The other issue is that you may have some inconsistent expectations with the way that the YAML processing pipeline works:
If you think that your !include works like in C where the preprocessor sticks in the contents of the included file, the way to implement it would be to handle it in the Presentation stage (parsing) or Serialization stage (composing). But you have implemented it in the Representation stage (constructing), so !include returns an object, and the structure of your YAML file must be consistent with this.

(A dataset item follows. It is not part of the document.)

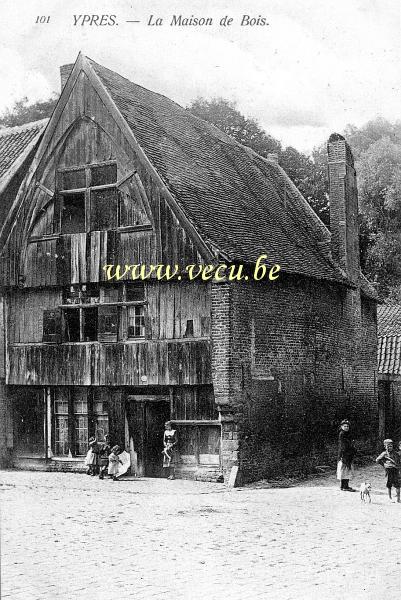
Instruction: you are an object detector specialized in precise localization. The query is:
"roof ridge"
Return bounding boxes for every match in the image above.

Let's say that you have the following files:
test1a.yaml
activity: "herding cats"
test1b.yaml
33
test1.yaml
favorites: !include test1a.yaml
age: !include test1b.yaml
This would work ok, and would be equivalent to
favorites:
activity: "herding cats"
age: 33
But the following file would not work:
!include test1a.yaml
!include test1b.yaml
because there is nothing to say how to combine the two values in a larger hierarchy. You'd need to do this, if you want an array:
- !include test1a.yaml
- !include test1b.yaml
or, again, handle this custom logic in an earlier stage such as parsing or composing.
Alternatively, you need to tell the YAML library that you are starting a 2nd document (which is what the error is complaining about: expected '<document start>') since YAML supports multiple "documents" (top-level values) in a single .yaml file.